Children aged 6 months to 12 years presenting to their GP with recent onset AOMd in ane or both ears and either ear pain or fever or both. Children with grommets in place and those with a pre-existing perforation of the eardrum are excluded. For detailed inclusion and exclusion criteria, see box ane.

Box 1

Full list of inclusion and exclusion criteria

Inclusion criteria:

Children aged half-dozen months to 12 years whose parents are consulting the general practitioner (GP) with acute otitis media (AOM) and ear belch in ane or both ears (≤ seven days elapsing) and either parent-reported ear pain in the previous 24 hours or fever (child'south body temperature of ≥ 38.0°C in the previous 24 hours equally reported by parents or as measured by the GP during consultation) or both.

Exclusion criteria:

Children will be excluded from participation if they;

  1. Are systemically very unwell and require firsthand oral antibiotics or immediate hospitalisation (eg, child has signs and symptoms of serious illness and/or complications such equally mastoiditis/meningitis);

  2. Are at loftier risk of serious complications including children with known immunodeficiency other than partial IgA or IgG2 deficiencies, craniofacial malformation such as cleft palate, children with Down syndrome, previous ear surgery other than grommet insertion;

  3. Accept grommets in place;

  4. Have a pre-existing perforation of the eardrum;

  5. Had a prior AOM episode (with or without ear discharge) in previous 28 days;

  6. Used oral antibiotics or topical antibiotics in previous 2 weeks;

  7. Have a known allergy or sensitivity to oral amoxicillin or hydrocortisone-bacitracin-colistin;

  8. Take already participated in this trial.

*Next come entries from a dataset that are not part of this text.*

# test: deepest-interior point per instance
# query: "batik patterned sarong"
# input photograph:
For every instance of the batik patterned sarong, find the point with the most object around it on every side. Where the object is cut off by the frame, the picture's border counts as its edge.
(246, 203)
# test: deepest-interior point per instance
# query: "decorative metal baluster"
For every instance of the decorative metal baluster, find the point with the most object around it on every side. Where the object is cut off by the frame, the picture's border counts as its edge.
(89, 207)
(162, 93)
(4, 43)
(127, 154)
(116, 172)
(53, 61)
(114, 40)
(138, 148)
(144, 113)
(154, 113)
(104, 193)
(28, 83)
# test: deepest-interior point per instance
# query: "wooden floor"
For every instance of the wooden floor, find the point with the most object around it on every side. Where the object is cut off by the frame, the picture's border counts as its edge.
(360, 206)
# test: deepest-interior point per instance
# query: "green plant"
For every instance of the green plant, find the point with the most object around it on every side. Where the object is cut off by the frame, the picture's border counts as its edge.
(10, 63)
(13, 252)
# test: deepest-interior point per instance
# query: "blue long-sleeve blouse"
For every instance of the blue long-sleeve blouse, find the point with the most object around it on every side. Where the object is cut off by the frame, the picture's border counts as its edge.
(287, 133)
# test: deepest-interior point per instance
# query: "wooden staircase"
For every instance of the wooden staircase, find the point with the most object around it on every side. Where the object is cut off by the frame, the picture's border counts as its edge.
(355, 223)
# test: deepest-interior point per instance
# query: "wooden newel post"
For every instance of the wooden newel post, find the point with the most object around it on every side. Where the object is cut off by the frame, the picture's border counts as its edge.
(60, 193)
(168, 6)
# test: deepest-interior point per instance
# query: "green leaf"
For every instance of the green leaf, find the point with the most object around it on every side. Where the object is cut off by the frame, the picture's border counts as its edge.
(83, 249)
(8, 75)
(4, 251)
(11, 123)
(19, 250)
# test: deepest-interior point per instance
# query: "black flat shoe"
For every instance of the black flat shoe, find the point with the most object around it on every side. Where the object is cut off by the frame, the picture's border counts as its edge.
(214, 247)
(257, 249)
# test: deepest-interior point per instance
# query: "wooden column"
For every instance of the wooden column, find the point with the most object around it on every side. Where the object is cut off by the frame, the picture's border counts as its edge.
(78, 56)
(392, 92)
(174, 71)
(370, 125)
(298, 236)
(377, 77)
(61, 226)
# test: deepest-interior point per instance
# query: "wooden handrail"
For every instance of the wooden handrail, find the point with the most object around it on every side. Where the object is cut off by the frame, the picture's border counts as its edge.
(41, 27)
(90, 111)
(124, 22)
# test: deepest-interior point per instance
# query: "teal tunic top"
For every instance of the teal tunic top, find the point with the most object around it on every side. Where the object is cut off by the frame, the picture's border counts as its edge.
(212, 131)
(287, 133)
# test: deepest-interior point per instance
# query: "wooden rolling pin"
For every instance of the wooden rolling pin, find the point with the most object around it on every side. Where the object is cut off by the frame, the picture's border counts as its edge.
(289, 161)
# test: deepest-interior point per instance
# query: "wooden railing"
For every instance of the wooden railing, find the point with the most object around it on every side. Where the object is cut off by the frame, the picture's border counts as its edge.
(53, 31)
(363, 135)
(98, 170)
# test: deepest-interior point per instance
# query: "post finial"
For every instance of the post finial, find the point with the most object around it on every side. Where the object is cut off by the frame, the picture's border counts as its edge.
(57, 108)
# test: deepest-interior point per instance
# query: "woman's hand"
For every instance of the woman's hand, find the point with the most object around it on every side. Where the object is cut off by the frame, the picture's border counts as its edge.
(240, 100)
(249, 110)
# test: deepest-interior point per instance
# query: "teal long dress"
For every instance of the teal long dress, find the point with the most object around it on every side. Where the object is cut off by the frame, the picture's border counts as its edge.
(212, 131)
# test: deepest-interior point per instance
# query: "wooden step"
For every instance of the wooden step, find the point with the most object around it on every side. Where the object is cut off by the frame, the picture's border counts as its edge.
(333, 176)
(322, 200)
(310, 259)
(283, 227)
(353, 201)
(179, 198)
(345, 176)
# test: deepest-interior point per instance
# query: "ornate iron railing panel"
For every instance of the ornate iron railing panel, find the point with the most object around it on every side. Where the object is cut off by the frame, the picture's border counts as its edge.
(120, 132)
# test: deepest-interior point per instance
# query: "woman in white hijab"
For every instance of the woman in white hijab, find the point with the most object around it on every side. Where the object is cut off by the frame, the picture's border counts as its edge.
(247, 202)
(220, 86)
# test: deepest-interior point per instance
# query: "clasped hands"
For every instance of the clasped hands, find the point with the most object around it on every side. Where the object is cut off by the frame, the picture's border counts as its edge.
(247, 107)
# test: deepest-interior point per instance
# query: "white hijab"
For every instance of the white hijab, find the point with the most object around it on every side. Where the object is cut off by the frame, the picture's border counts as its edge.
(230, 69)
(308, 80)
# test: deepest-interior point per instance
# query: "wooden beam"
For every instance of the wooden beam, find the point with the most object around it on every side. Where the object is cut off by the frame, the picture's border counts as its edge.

AOM presenting with ear discharge due to a spontaneous tear or perforation of the eardrum (AOMd) is defined as the presence of acute-onset of otoscopically confirmed otorrhoea together with other symptoms of an astute infection such as ear pain and/or fever, and/or irritability.

Inclusion and baseline assessments

Figure one depicts a menstruum diagram of study procedures. Participating GPs inform parents of potentially eligible children about the trial, take consent for sharing their contact details with the research team at the UMC Utrecht and provide a study data alphabetic character. Members of the research team contact parents past phone to provide detailed information about the trial. If parents provisionally agree to participate and if the child meets the eligibility criteria, a home visit by the trial doc is scheduled for the aforementioned solar day.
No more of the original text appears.